Newspapers shrink. No more wars or rumors of war, no more corruption in Washington, no more murder trials, no more juicy scandals. Lions lie down with lambs, and capitalists with workers. Almost every novel ever written will soon come to seem unreal, for they were about a world where good guys strove with bad ones, and courage meant something. And goodness.

The gift God gave to man was the freedom to choose. If God acts to prevent the consequences of choice, the gift is withdrawn. No one will choose to shoot if the bullet cannot strike. No one will accept cancer with fortitude and prayer if there is no cancer. No one will wound with a cruel word if it is unheard. For awhile people will wistfully yearn to hurt somebody, but new generations will have forgotten choice. No longer will it be salvation through the redemptive sacrifice of Christ. Indeed, the Passion itself will seem meaningless to a world that has never known suffering, a world where wickedness is unknown.

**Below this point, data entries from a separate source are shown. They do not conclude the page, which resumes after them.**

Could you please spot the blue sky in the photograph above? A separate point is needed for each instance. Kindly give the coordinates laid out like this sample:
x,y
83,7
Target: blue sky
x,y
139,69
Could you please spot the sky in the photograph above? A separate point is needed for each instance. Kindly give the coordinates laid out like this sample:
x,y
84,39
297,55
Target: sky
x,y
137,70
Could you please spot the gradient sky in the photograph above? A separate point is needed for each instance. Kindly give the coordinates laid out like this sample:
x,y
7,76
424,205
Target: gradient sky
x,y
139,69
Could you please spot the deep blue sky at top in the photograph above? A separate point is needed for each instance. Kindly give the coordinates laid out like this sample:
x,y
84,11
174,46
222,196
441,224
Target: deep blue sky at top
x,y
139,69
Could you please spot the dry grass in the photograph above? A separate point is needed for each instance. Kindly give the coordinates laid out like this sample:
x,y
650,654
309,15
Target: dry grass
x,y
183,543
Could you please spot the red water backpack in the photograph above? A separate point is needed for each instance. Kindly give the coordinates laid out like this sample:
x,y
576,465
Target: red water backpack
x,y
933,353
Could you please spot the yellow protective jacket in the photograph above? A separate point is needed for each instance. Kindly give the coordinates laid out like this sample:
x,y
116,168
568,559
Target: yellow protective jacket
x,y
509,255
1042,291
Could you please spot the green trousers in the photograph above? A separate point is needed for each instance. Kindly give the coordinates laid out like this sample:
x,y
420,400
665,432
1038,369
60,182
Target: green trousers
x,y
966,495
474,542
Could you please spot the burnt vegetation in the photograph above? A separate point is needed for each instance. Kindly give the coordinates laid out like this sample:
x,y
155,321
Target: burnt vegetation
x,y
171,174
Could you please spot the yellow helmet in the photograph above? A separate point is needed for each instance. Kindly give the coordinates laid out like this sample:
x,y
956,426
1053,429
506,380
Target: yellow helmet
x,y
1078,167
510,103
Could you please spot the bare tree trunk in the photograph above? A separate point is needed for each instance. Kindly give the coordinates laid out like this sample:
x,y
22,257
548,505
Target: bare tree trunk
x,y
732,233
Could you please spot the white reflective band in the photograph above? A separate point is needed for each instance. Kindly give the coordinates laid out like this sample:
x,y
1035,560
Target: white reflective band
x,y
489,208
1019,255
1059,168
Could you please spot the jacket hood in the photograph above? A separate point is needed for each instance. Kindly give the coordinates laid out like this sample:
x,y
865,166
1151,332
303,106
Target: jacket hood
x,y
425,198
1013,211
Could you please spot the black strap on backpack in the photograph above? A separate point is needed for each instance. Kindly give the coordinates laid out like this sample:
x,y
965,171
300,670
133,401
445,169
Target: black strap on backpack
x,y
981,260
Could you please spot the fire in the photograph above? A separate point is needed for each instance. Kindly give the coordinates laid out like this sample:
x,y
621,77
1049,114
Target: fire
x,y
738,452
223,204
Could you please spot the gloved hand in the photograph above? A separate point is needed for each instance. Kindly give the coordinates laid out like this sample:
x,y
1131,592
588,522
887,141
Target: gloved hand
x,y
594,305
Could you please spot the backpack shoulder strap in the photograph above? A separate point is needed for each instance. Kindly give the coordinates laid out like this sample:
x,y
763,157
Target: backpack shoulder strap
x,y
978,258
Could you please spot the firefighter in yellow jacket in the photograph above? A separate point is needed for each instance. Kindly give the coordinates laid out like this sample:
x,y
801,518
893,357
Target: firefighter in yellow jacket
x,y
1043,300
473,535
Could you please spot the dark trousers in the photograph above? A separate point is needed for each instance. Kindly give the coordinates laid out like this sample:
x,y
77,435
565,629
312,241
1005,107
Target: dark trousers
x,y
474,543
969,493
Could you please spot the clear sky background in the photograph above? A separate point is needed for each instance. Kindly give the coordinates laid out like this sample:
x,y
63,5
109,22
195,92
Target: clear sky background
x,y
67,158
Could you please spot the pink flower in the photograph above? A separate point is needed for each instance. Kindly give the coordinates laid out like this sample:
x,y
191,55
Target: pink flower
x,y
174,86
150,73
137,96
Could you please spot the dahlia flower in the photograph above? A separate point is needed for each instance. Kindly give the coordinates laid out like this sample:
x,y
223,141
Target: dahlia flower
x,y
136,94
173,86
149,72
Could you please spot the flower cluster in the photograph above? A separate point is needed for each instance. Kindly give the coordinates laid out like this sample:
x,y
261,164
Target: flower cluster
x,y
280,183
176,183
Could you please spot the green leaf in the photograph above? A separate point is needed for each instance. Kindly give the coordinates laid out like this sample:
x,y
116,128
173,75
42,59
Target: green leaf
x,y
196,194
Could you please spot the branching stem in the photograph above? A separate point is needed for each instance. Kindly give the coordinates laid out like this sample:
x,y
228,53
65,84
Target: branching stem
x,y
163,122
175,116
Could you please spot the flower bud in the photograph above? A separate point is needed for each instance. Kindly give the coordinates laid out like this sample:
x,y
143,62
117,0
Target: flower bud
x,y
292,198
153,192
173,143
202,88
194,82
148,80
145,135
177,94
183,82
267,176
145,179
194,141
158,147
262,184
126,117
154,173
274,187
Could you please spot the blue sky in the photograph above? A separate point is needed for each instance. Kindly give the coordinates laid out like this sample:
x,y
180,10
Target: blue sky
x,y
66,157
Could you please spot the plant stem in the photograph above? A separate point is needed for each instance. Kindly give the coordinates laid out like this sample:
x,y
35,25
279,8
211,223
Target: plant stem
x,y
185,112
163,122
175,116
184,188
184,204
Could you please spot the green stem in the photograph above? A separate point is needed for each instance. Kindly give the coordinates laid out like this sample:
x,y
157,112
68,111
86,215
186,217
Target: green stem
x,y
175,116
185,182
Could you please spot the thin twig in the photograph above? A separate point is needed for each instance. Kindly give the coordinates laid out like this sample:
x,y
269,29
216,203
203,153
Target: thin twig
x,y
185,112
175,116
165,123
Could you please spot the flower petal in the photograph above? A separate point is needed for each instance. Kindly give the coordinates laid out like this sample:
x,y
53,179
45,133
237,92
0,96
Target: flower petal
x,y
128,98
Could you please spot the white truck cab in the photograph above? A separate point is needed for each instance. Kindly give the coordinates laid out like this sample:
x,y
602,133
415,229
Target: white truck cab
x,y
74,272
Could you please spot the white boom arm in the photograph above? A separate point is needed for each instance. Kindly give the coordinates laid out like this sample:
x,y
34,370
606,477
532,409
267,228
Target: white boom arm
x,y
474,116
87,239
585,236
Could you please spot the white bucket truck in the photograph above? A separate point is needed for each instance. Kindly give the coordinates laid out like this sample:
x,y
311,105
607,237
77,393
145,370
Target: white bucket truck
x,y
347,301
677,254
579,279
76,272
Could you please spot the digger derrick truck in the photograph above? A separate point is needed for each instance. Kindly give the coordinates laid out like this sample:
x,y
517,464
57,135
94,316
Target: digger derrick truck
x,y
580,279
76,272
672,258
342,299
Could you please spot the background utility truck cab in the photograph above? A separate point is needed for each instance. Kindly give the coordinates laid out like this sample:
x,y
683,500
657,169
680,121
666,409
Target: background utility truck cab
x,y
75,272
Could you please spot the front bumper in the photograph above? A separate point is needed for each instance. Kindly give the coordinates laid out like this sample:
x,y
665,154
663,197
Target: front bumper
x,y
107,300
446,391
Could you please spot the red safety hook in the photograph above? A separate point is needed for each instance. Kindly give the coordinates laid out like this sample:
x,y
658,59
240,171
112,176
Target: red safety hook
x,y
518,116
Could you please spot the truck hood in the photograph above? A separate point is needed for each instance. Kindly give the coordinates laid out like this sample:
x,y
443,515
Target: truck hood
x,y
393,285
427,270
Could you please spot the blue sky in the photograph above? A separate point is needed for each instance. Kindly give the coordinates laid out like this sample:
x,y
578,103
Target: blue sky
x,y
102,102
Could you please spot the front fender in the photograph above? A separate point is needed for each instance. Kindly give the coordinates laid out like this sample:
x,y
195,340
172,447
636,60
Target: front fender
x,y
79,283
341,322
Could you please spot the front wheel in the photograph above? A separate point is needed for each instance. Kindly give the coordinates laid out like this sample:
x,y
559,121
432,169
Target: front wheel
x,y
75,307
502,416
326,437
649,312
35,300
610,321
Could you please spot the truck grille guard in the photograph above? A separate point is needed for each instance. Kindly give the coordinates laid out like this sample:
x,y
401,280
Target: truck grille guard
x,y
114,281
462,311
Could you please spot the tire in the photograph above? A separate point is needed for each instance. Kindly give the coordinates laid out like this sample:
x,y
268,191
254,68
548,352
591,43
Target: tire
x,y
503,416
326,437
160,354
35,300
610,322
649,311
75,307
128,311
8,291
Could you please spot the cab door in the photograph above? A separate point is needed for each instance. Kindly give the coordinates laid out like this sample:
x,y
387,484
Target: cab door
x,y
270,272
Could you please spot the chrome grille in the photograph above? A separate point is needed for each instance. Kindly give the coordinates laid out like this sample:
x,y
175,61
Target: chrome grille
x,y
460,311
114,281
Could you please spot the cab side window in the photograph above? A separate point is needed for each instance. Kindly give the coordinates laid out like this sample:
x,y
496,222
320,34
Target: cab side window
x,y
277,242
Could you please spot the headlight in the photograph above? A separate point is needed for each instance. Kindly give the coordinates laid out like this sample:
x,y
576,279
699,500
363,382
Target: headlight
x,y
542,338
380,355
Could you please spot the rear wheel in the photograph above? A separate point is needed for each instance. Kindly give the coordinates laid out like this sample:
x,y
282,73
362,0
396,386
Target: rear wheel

But, also, a world where goodness is not chosen and is, therefore, unknown. To finite man, what meaning can goodness have if there is no badness? Is this, after all, the world we should like? As it is now, we are moved by valour and goodness because they shine in an evil world as stars shine in darkness.

No stars, so to speak, in our new world. God's grand experiment of creating people free to love and trust Him or to hate Him will be all over. We, compelled to be good without choice, shall sink into apathy. Perhaps our minds will decay. We shall not have achieved autonomy. We shall have become automatons. More and more like vegetables, merely existing. We who were created for the stars.

After all, perhaps it is as well that God is running the universe, not us.

When God became one of us in Christ, He never promised us an easy time or said that Christians would be spared. In fact, the lions in Rome were already looking forward to their first taste of raw Christian. What Jesus said was: "Take up your cross and follow me."

We shall suffer because of evil loosed into the world, most of it men's choices. Despite a shudder for what may lie ahead for me, I say thank God—imagining a world without choice. Pain may seem an unmitigated evil—and, unless it draws us or others to deeper trust in God, it is. But would we escape it by rejecting God's grand gift of freedom? We must indeed use that freedom to lessen the suffering in the world: thus good comes from evil.

And if we must suffer, let us remember Jesus forsaken. And, like Him, trust in agony—remembering that God Himself in awesome compassion is suffering with us. In the end we shall have what we have chosen: we shall have Him: and in the light of His face all the suffering unto death—the bearing of our cross—will then have been less than a half-remembered dream.